Chapter 3 looks at the origins of ownership, which begins by looking at art and what makes it valuable. I enjoyed the section on toddlers and possession and on who can own things (which kicks off with a story about a person who left their fortune to some dogs). The most interesting (to me) section though was on why some adults remain attached to teddy bears and other comfort items from their childhood because I still have the toy panda that my great uncle Harry gave me as a christening present and cannot bear to be parted from it (when I was a kid, it was the item I saved when the fire alarm went off in a hotel my family was staying in). Hood’s explanations here really resonated with me.
In Chapter 4, Hood looks at inequality and sharing of resources, some of which repeated points that I had read in other books that have considered that specific subject (not that this is a criticism of Hood, just a statement that the points were familiar to me, albeit Hood included more psychological research to explain them). The section on selfish behaviour and hypocrisy was new to me though and I did find the section on why people vote against their economic self-interest to be eye opening, as was the section which demonstrates why when times get tough people actually prove to be more generous and less competitive in terms of sharing resources.
The chapter where Hood looks at possessions, wealth and happiness resonated with me as Hoof canters through the rise of consumerism, why poorer people are more likely to buy expensive things (including looking at links between possession and self-esteem and status) and how there has been a shift from possession to experiences as a way both of one-up-manning competitors but also because experiences become part of a person’s social identity and built into their memories.
In the penultimate chapter Hood delves further into the link between possessions and self, taking in why some people name important possessions, possession fetishism and the impact of a digital ‘afterlife’. Particularly interesting for me, here, is the digression into how psychological research tends to default towards WEIRD (western, educated, industrialised, rich and democratic) because it’s carried out on campuses with students who are most likely to fit this bill even though they only account for 12% of the world’s population.

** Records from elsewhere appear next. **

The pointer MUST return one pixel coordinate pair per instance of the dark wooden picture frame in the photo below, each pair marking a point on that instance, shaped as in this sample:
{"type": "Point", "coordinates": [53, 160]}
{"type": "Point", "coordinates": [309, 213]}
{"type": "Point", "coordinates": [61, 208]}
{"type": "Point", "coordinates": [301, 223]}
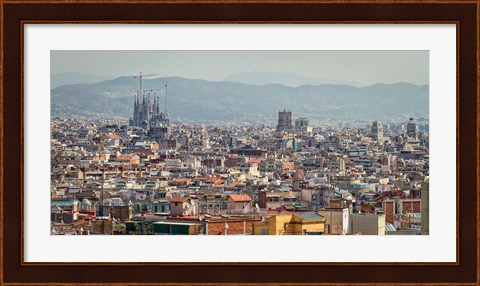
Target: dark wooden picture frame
{"type": "Point", "coordinates": [15, 14]}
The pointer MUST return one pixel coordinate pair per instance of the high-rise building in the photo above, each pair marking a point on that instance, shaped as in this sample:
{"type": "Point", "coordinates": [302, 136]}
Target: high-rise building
{"type": "Point", "coordinates": [284, 122]}
{"type": "Point", "coordinates": [412, 129]}
{"type": "Point", "coordinates": [377, 131]}
{"type": "Point", "coordinates": [303, 125]}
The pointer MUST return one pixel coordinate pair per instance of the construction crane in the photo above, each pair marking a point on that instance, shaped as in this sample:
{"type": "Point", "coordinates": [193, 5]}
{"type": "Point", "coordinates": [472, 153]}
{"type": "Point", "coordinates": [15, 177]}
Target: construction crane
{"type": "Point", "coordinates": [140, 76]}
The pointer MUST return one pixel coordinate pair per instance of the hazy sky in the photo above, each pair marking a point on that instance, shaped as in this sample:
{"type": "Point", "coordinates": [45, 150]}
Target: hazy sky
{"type": "Point", "coordinates": [364, 67]}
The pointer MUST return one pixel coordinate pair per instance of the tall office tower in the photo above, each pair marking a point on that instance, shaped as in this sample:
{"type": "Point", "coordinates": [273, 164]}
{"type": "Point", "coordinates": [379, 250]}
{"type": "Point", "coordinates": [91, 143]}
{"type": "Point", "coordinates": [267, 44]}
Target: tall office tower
{"type": "Point", "coordinates": [284, 122]}
{"type": "Point", "coordinates": [303, 125]}
{"type": "Point", "coordinates": [377, 131]}
{"type": "Point", "coordinates": [424, 206]}
{"type": "Point", "coordinates": [412, 129]}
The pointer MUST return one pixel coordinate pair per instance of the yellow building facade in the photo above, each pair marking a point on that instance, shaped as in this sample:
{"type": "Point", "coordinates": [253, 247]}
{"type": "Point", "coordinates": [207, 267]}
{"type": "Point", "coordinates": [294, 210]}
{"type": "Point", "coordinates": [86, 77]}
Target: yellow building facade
{"type": "Point", "coordinates": [291, 224]}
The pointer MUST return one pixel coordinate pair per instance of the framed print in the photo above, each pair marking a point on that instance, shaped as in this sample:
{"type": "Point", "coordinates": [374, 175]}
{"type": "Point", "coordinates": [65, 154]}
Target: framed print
{"type": "Point", "coordinates": [239, 142]}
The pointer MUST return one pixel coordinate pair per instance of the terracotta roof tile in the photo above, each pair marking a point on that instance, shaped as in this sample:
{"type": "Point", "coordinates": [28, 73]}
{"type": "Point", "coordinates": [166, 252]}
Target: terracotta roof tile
{"type": "Point", "coordinates": [241, 198]}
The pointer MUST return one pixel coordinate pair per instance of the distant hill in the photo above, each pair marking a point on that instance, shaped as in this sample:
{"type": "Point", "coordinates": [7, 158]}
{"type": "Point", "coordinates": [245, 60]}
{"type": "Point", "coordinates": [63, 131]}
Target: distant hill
{"type": "Point", "coordinates": [200, 100]}
{"type": "Point", "coordinates": [286, 79]}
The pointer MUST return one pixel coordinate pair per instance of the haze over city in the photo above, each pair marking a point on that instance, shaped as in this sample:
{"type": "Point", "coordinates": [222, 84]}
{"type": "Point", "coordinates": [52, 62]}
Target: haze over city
{"type": "Point", "coordinates": [239, 143]}
{"type": "Point", "coordinates": [360, 68]}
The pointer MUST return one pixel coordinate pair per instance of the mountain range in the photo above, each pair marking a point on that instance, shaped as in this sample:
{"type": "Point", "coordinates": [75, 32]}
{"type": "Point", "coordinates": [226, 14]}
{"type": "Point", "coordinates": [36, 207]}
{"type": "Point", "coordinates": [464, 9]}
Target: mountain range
{"type": "Point", "coordinates": [204, 101]}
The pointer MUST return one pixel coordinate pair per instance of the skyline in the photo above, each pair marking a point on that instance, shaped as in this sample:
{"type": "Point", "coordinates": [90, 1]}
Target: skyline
{"type": "Point", "coordinates": [361, 68]}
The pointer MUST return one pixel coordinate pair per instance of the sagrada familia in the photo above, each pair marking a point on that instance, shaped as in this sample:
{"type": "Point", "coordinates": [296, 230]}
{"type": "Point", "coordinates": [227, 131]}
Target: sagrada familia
{"type": "Point", "coordinates": [147, 115]}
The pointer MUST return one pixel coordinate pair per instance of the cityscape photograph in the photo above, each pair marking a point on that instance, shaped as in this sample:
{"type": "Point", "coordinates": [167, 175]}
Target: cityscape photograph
{"type": "Point", "coordinates": [239, 142]}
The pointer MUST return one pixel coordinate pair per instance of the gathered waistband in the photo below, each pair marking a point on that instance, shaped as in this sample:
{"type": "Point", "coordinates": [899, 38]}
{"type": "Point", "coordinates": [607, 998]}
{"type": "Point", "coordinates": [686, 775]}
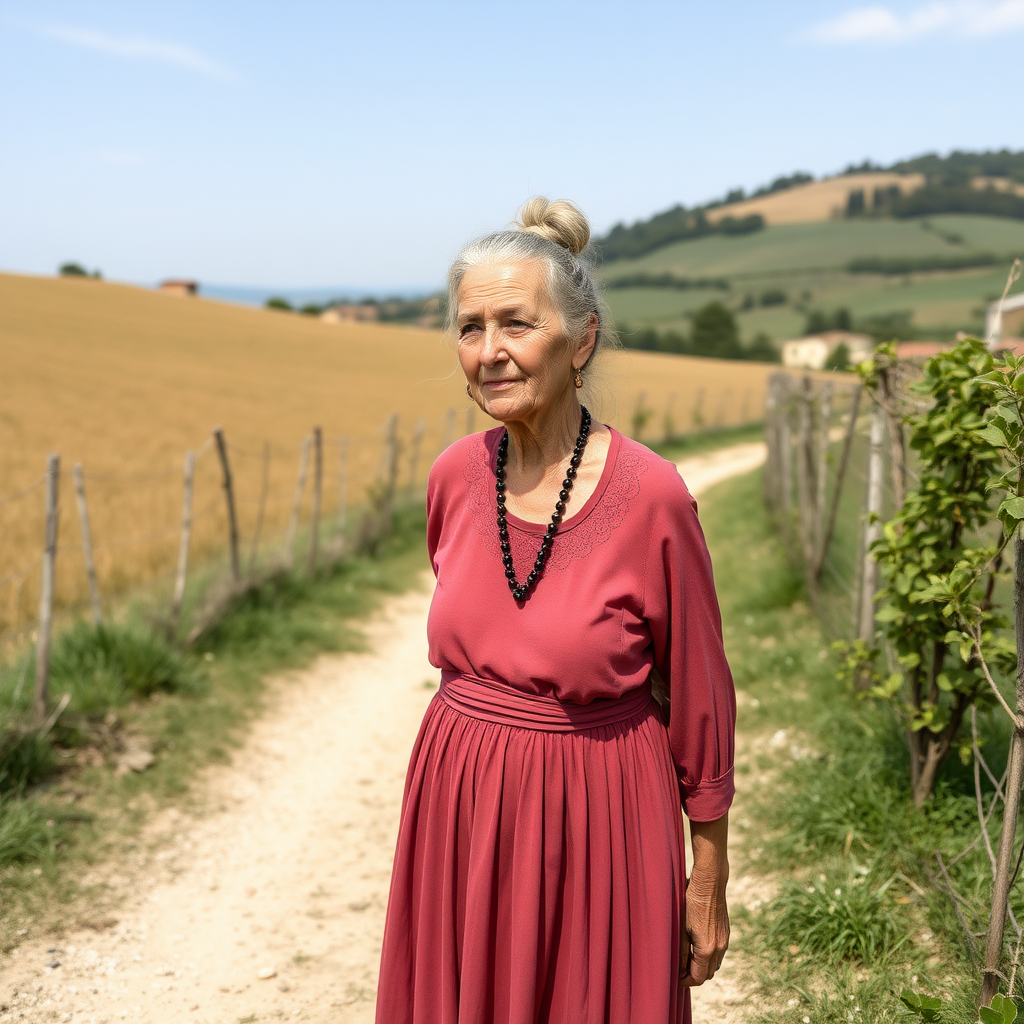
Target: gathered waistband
{"type": "Point", "coordinates": [503, 705]}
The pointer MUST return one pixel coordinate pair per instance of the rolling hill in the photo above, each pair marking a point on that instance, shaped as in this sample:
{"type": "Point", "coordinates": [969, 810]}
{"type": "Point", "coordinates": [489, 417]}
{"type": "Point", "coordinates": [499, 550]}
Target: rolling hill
{"type": "Point", "coordinates": [126, 380]}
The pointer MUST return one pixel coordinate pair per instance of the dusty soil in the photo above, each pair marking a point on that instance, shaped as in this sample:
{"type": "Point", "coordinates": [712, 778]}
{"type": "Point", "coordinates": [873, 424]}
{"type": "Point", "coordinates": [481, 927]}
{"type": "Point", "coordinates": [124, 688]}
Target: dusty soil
{"type": "Point", "coordinates": [268, 905]}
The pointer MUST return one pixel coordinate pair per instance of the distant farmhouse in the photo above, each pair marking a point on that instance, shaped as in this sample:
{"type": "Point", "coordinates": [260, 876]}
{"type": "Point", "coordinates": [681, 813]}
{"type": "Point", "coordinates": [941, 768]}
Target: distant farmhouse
{"type": "Point", "coordinates": [177, 286]}
{"type": "Point", "coordinates": [347, 312]}
{"type": "Point", "coordinates": [813, 352]}
{"type": "Point", "coordinates": [1007, 325]}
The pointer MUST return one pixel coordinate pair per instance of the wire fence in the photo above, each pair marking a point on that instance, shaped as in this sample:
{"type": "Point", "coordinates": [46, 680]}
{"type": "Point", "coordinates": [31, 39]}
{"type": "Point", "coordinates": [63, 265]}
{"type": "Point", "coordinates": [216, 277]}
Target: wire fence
{"type": "Point", "coordinates": [839, 467]}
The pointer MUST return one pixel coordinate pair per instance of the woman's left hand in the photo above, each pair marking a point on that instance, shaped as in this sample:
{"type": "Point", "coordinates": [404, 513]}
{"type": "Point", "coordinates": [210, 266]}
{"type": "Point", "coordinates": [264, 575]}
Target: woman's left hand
{"type": "Point", "coordinates": [707, 938]}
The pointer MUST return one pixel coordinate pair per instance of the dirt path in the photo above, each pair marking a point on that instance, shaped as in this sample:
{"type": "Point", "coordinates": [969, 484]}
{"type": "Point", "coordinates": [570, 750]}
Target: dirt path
{"type": "Point", "coordinates": [270, 905]}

As a result, there’s a dearth of psychological research into people from other ethnographic groups, which makes it difficult to extrapolate behaviours from studies. Hood uses this to look at some of the research on ownership and possession that does look at different ethnic groups, which gives rise to some interesting points about concepts of selfishness and how they may be cultural rather than intrinsically biological.
The final chapter focuses on economic behaviour and ownership and the concept of “value”. Here Hood considers the affect of the novelty and pleasure of acquisition and the emotional impact when people think they’re losing their property. I have to say that the detour into the links here with honour killing and family annihilation didn’t sit right with me, mainly because “honour killings” are tied into a number of different triggers and not just possession and ownership so to have an aside on what’s such a serious subject just didn’t feel right. There was a really interesting section on the US concept of eminent domain and how it was used to evict people from their homes in the city of New London for a planned development that was ultimately abandoned.
All in all, this is a breezy read that’s easy to follow and held my interest from beginning to end. I certainly came away feeling that I had more insight into the psychology of ownership and possession and into why western societies have trended towards greater inequality. On that basis, I think it’s worth a few hours of your time.